Co-parenting is a framework that suggests 2 cooperative parents working together to make decisions on behalf of their children.  If the children live in a 2-home configuration (i.e. part of the week with one parent and the other part of the week with the other), co-parenting would reflect a similar “culture” in both homes.  This might include similar rules and expectations related to bedtimes, curfews, screen time limits, and general behavior.  In essence, there would be a seamless 2-home experience for the children, with 2 parents who have dissolved their marital relationship yet still value their ability to work together as parents.  These parents would be able to communicate with each other through direct dialogue, telephone, email or text messaging.  They would be able to agree and more importantly be able to disagree without tensions rising or conflicts between them intensifying.  Within a 2-home co-parenting arrangement, children generally do well related to depression, anxiety and other psychological issues.

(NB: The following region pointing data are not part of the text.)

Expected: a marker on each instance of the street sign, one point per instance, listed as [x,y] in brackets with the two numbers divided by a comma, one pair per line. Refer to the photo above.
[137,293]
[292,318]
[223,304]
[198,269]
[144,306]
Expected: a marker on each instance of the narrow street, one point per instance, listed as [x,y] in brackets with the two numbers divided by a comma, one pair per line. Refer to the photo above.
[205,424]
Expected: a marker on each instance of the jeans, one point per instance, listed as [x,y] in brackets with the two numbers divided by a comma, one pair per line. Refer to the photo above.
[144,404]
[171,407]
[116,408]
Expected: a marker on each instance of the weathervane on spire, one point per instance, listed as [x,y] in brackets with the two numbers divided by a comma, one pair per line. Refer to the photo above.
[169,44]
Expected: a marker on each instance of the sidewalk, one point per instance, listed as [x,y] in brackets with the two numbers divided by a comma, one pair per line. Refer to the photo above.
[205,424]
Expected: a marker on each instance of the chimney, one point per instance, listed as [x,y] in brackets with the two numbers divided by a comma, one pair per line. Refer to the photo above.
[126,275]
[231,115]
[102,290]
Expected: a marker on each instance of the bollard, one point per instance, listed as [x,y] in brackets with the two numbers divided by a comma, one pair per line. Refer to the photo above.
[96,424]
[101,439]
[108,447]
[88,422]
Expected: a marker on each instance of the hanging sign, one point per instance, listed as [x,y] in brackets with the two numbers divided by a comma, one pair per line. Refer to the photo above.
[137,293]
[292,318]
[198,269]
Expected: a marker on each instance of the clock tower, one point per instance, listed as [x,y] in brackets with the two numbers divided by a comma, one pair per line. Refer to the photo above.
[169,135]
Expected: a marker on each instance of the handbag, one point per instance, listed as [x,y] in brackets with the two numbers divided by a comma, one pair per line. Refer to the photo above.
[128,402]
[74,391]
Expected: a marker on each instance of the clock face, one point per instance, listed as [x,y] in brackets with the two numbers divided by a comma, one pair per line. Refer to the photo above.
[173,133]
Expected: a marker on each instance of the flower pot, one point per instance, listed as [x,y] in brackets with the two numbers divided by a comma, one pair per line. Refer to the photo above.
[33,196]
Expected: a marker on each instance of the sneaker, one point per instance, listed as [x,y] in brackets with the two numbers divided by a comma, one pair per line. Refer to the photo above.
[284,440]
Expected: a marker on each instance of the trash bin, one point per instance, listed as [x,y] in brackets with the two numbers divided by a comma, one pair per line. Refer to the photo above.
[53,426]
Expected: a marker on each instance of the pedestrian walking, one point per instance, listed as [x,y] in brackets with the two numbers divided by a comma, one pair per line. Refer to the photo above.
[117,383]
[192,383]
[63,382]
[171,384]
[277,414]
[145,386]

If there is too much emotional conflict between parents however, co-parenting is not realistic.  Alternatively, parallel parenting (
is probably the better option.  Given the similar circumstances of a 2-home environment, parallel parenting suggests more of an “invisible wall” between the 2 homes.  Each parent sets his or her own culture, rules and expectations, with limited to no contact between each other.  The children live their lives with mom on pre-arranged days and holidays and with dad on certain others.  The advantage of this arrangement is that high conflict parents don’t have the opportunity to communicate and thus get into conflicts with each other.  This inevitably allows both parents to “cool off” and potentially down the road move toward a co-parenting relationship.  The disadvantage of parallel parenting is that children are often stressed (i.e. anxious or depressed) as they must accept that their parents carry negative feelings towards one other and are not able or willing to resolve them. 

Commonly, I am asked to assist divorcing couples with co-parenting needs.  The beginning assumption made by many couples is that they can feud and yet parent together at the same time.  Usually I can help high conflict couples recognize that this dynamic will not work if they want to constructively parent together.  Some couples are able to rise above their strong feelings for the other.  Others however are too entrenched in thoughts and feelings and in these cases need to fall back to parallel parenting.  My experience is that parallel parenting over a short period of time does not create deep psychological damage for children.  Over longer periods of time however, it can.  Sounds like an interesting dissertation project for anyone reading this who might be looking into a PhD/PsyD topic.